Split the difference and get the 1444. Less than 10k and haven't blown your budget. After school upgrade when you know exactly what you want. Don't let people deter you. I wish I had fished more and parties less in school.


----------



## State fish rob

I got a lowe 16’ aluminum boat while i was a soph at ncsu. Jordan lake had just been built. Fished like crazy. Went for lots of “boat rides” ..... lol. Just sold it last summer for more than i paid for it 30 yrs ago. Fish hard , study harder. Good luck with all of it !!


----------



## Icroc

Good job for saving that much at your age! I have fished from Panacea to Spring Warrior since I was a little kid. This area is littered with shallow water, oysters and lime stone rocks. If this is where you are going to be fishing, I would get an aluminum boat while you learn the area. However, if you plan on fishing from Alligator Point to the West, I would go with something like the Heron. There are very little oyster bars and lime stone rocks over this way, except for Carabele river and Apalachicola. But this area can get rough at times. You will appreciate the V and spray rails of that Heron in this area. I fish out of a Shadowcast 18 now, but got to know the area from a Jon boat with a mud motor. I would hate to run up on a line stone rock in a new fiberglass boat. Just my two cents. Good luck with school!


----------



## GitchaPull

I know this isnt what you asked or what you want to to hear but...

If you have to buy a boat, save 15k of that hard earned money and get a nice wide used jon boat or around 5k. It will do everything you want and you aren't gonna lose that much money on it either. 

God if I only had the foresight at 16 to save 20 grand. Good job man.


----------



## Backcountry 16

Get the heron if your going to be crossing any open water it'll ride better than the sm16


----------



## Dustin2785

If you're crossing occasional rough water the 1656 would suffice and you could probably get a few more options on the 1656 than the heron. I have a tiller steer heron for sale right now in your price range. I love the boat and it will eat up the chop but its just to nice for the type of fishing I do.
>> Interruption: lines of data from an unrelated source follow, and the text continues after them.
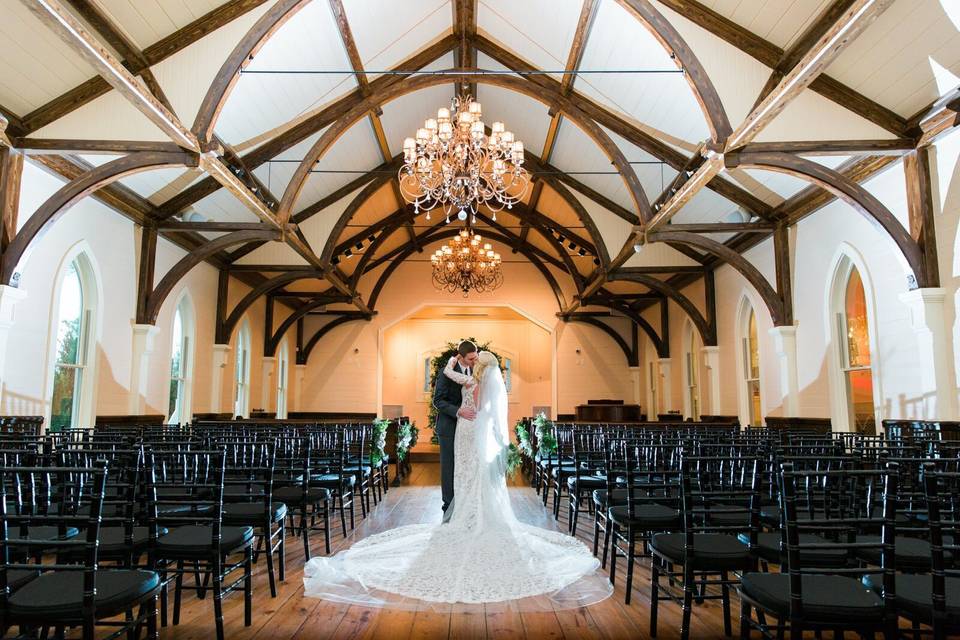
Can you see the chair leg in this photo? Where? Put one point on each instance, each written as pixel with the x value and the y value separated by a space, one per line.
pixel 282 548
pixel 218 602
pixel 606 542
pixel 270 575
pixel 630 561
pixel 248 585
pixel 725 591
pixel 612 532
pixel 688 586
pixel 744 620
pixel 152 619
pixel 178 587
pixel 654 595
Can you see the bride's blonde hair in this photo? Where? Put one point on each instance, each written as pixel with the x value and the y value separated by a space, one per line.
pixel 484 360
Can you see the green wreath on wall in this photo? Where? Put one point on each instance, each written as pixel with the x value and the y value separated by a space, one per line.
pixel 437 365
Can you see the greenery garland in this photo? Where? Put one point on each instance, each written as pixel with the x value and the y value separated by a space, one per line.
pixel 378 441
pixel 407 435
pixel 437 364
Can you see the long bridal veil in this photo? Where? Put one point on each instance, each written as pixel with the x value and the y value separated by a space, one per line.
pixel 481 556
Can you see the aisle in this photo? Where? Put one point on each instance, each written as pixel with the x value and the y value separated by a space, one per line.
pixel 292 616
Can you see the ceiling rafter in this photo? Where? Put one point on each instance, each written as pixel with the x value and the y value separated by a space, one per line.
pixel 356 63
pixel 771 55
pixel 307 127
pixel 464 31
pixel 154 54
pixel 56 17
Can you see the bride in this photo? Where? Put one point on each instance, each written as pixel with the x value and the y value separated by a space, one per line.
pixel 481 553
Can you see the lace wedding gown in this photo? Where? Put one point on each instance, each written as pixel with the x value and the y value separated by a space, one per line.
pixel 481 554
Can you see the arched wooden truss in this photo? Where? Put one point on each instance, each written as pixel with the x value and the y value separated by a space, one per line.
pixel 651 222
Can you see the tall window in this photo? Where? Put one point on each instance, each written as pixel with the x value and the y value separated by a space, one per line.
pixel 282 382
pixel 241 403
pixel 72 336
pixel 855 356
pixel 751 368
pixel 178 408
pixel 692 366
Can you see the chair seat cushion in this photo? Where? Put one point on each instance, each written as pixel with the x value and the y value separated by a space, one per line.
pixel 197 541
pixel 59 594
pixel 768 549
pixel 913 554
pixel 915 595
pixel 826 598
pixel 647 517
pixel 252 512
pixel 294 495
pixel 586 482
pixel 711 551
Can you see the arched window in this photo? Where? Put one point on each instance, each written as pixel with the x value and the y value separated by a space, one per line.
pixel 73 329
pixel 282 361
pixel 751 367
pixel 181 364
pixel 241 403
pixel 691 366
pixel 855 357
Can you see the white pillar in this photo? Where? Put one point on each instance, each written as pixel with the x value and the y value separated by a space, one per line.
pixel 785 348
pixel 143 339
pixel 300 371
pixel 933 351
pixel 711 362
pixel 221 353
pixel 268 385
pixel 665 386
pixel 10 297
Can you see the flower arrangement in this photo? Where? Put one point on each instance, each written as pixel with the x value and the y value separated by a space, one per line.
pixel 378 441
pixel 543 428
pixel 407 435
pixel 436 369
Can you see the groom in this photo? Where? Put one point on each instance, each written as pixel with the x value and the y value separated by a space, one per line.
pixel 447 396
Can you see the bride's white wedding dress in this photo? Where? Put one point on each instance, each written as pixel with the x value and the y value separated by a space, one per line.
pixel 481 554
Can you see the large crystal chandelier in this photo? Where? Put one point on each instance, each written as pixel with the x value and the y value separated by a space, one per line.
pixel 453 163
pixel 467 263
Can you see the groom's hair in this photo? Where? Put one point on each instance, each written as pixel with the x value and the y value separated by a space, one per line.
pixel 466 347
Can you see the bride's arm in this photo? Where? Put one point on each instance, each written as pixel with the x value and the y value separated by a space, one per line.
pixel 459 378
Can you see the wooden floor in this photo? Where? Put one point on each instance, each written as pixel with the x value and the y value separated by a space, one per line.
pixel 291 615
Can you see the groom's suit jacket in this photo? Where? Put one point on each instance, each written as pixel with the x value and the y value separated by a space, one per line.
pixel 447 396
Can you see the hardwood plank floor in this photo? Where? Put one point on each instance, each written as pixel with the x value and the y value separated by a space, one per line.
pixel 292 616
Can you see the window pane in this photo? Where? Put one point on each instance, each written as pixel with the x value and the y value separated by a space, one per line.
pixel 860 390
pixel 754 351
pixel 176 357
pixel 66 382
pixel 71 309
pixel 858 336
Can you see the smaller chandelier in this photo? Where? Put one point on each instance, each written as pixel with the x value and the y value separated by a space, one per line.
pixel 466 263
pixel 453 163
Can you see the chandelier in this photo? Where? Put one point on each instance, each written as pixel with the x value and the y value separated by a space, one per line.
pixel 453 163
pixel 465 263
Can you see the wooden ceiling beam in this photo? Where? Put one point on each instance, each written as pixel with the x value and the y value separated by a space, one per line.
pixel 893 147
pixel 465 30
pixel 843 28
pixel 154 54
pixel 771 55
pixel 938 119
pixel 304 129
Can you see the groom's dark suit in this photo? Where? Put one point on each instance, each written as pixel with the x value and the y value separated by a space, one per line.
pixel 447 396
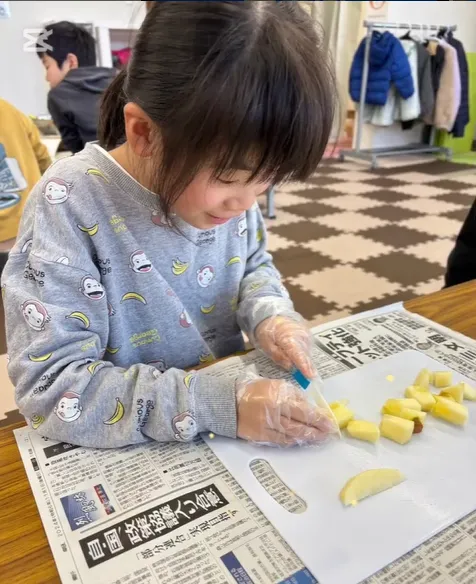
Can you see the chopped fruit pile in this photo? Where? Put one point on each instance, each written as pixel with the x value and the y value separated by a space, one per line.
pixel 401 418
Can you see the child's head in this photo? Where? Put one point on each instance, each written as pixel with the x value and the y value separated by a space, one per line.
pixel 71 47
pixel 220 100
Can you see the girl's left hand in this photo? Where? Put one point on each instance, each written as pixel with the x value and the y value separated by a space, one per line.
pixel 288 342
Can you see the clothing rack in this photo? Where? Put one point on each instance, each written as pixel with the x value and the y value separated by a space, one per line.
pixel 371 154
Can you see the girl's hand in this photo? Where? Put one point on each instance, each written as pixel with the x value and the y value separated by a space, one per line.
pixel 275 413
pixel 287 342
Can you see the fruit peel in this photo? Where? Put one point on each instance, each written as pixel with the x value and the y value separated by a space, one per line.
pixel 396 429
pixel 451 412
pixel 368 483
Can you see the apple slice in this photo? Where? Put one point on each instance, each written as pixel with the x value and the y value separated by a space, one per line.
pixel 469 392
pixel 368 483
pixel 342 413
pixel 394 407
pixel 362 430
pixel 397 429
pixel 423 379
pixel 442 379
pixel 450 411
pixel 410 403
pixel 423 397
pixel 454 391
pixel 443 397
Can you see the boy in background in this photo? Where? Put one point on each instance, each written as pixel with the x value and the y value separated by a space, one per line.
pixel 76 83
pixel 23 159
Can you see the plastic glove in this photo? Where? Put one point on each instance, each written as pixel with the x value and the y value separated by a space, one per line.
pixel 288 342
pixel 274 412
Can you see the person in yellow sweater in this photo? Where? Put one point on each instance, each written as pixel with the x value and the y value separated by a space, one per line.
pixel 23 159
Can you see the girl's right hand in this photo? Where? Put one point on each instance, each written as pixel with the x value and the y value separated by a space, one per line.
pixel 275 413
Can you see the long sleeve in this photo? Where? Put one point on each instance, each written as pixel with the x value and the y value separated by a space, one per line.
pixel 58 336
pixel 40 150
pixel 66 127
pixel 400 71
pixel 427 92
pixel 261 292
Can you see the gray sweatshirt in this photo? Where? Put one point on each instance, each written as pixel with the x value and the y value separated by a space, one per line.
pixel 106 305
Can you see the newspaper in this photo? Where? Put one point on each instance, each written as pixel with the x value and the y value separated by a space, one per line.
pixel 171 512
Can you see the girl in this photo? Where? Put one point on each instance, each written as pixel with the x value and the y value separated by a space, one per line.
pixel 150 257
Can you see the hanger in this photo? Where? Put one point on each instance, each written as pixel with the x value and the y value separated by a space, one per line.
pixel 407 36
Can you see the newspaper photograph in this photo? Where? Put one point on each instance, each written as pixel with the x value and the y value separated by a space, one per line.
pixel 171 512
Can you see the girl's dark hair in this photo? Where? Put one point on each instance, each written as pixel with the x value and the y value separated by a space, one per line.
pixel 66 37
pixel 229 85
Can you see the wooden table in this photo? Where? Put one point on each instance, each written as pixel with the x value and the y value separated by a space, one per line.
pixel 25 556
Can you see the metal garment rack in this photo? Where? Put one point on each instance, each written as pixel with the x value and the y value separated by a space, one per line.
pixel 371 154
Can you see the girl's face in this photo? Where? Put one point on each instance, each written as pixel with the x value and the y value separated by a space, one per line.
pixel 208 202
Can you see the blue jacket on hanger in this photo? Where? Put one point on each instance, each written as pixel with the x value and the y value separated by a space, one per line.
pixel 388 64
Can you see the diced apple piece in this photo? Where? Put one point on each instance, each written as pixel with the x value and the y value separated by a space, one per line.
pixel 368 483
pixel 342 413
pixel 443 397
pixel 450 411
pixel 341 402
pixel 442 379
pixel 454 391
pixel 396 429
pixel 362 430
pixel 423 379
pixel 394 407
pixel 469 392
pixel 411 403
pixel 424 398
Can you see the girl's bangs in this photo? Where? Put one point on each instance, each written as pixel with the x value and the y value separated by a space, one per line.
pixel 268 121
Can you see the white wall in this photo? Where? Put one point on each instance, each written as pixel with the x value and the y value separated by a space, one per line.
pixel 22 79
pixel 463 14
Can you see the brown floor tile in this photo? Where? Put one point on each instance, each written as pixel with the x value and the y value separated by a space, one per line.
pixel 459 214
pixel 384 182
pixel 325 169
pixel 401 296
pixel 311 209
pixel 434 167
pixel 397 236
pixel 458 198
pixel 322 181
pixel 304 231
pixel 443 166
pixel 387 195
pixel 300 260
pixel 406 270
pixel 391 213
pixel 319 194
pixel 451 185
pixel 307 304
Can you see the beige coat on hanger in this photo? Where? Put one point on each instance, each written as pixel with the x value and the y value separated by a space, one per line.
pixel 448 98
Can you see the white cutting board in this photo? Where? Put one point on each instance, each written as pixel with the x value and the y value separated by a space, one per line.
pixel 344 545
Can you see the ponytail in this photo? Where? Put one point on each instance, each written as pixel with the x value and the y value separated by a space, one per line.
pixel 112 130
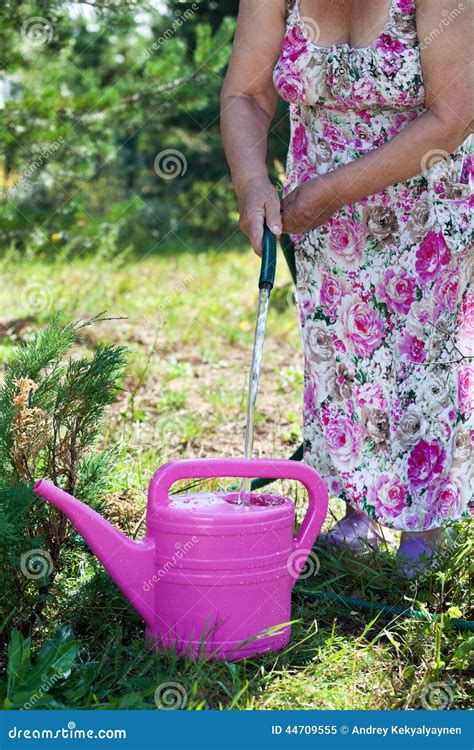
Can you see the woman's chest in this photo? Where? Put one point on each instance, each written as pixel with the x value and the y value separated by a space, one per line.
pixel 386 73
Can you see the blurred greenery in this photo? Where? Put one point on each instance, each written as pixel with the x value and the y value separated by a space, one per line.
pixel 110 124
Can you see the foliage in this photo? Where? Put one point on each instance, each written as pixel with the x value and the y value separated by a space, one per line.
pixel 191 335
pixel 50 419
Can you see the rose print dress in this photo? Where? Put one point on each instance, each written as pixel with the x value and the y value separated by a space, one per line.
pixel 383 292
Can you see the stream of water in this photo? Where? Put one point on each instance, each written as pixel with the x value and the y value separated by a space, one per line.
pixel 263 299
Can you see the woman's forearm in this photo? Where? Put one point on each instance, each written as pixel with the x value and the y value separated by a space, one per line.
pixel 244 126
pixel 398 160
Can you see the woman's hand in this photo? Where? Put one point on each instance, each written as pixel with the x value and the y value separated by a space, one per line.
pixel 308 206
pixel 258 202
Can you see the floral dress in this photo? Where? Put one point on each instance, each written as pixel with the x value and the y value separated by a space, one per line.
pixel 383 292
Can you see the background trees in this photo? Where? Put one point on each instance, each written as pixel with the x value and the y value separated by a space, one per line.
pixel 110 126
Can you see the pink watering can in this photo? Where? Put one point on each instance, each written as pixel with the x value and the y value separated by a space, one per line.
pixel 213 576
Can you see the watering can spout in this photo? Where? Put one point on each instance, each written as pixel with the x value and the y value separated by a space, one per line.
pixel 129 563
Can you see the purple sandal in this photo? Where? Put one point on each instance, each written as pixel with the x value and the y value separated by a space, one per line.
pixel 355 532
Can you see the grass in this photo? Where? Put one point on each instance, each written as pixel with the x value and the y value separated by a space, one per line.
pixel 188 320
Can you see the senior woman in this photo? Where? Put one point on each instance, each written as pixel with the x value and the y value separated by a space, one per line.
pixel 376 199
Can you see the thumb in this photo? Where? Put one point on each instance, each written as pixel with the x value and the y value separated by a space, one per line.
pixel 273 216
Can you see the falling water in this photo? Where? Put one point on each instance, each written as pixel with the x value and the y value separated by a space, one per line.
pixel 263 299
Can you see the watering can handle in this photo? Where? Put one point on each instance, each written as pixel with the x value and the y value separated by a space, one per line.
pixel 209 468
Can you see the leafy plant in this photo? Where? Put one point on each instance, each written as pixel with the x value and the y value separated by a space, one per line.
pixel 29 684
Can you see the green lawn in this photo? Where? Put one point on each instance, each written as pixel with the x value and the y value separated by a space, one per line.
pixel 188 322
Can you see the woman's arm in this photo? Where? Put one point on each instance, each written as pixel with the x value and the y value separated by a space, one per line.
pixel 443 126
pixel 248 104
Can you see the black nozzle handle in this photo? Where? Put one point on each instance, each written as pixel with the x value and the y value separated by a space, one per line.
pixel 268 267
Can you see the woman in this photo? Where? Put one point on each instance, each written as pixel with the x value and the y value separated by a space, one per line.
pixel 376 201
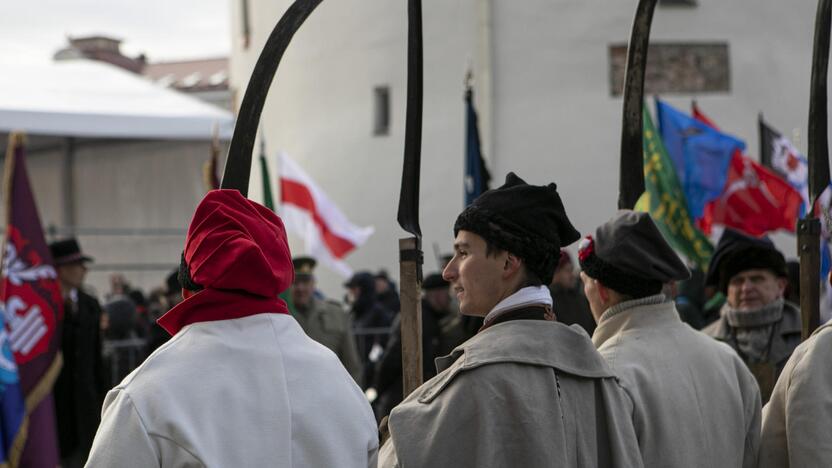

I'll be picking up a Mod-v jon boat once I sell my boat to bounce of trees and oyster bars.


----------



## EasternGlow

Get a 1444. You'll save more than half that money for other stuff while getting an extremely capable skiff. Skip the gheenoes. There's a couple nice used 14's in the classifieds.


----------



## Rick hambric

being that close to harry, he might make you a good proposition for some help..... he's only 25min from campus... his tunnel would be perfect for that area...… plus he's a wealth of knowledge!!!


----------



## Guest

Rick hambric said:


> being that close to harry, he might make you a good proposition for some help..... he's only 25min from campus... his tunnel would be perfect for that area...… plus he's a wealth of knowledge!!!


That’s a great idea, never hurts to ask! If I was up and running, I’d barter some of the build out for labor around the shop/house for a student or vet that just didn’t have all the coin. Vets and serving will get a discount anyway but if ya can’t help out a vet then far q!


----------



## SomaliPirate

I have a B.A. and a M.S. degree and don't use either one of them, other than to look cool when I sign stuff. I still remember most all the days I've spent on the water though. Screw it, get your skiff.


----------



## Ben

So what did you decide on?


----------



## Guest

I have to agree with the posts about buying a jon boat or something cheap. Our son bought a used skiff when he started at College of Coastal Georgia. It turned out to be a very expensive headache for him. There's an old saying too about if it flies, floats or . . .rent it. At your age you need to learn one simple lesson; don't acquire liabilities, acquire assets. And a boat isn't an asset, regardless of what people would have you believe. If something costs you more than it makes (as a financial return, not the warm fuzzy feelings you get when you use it), it's a liability. If something increases in value over time, it's an asset. Pure and simple.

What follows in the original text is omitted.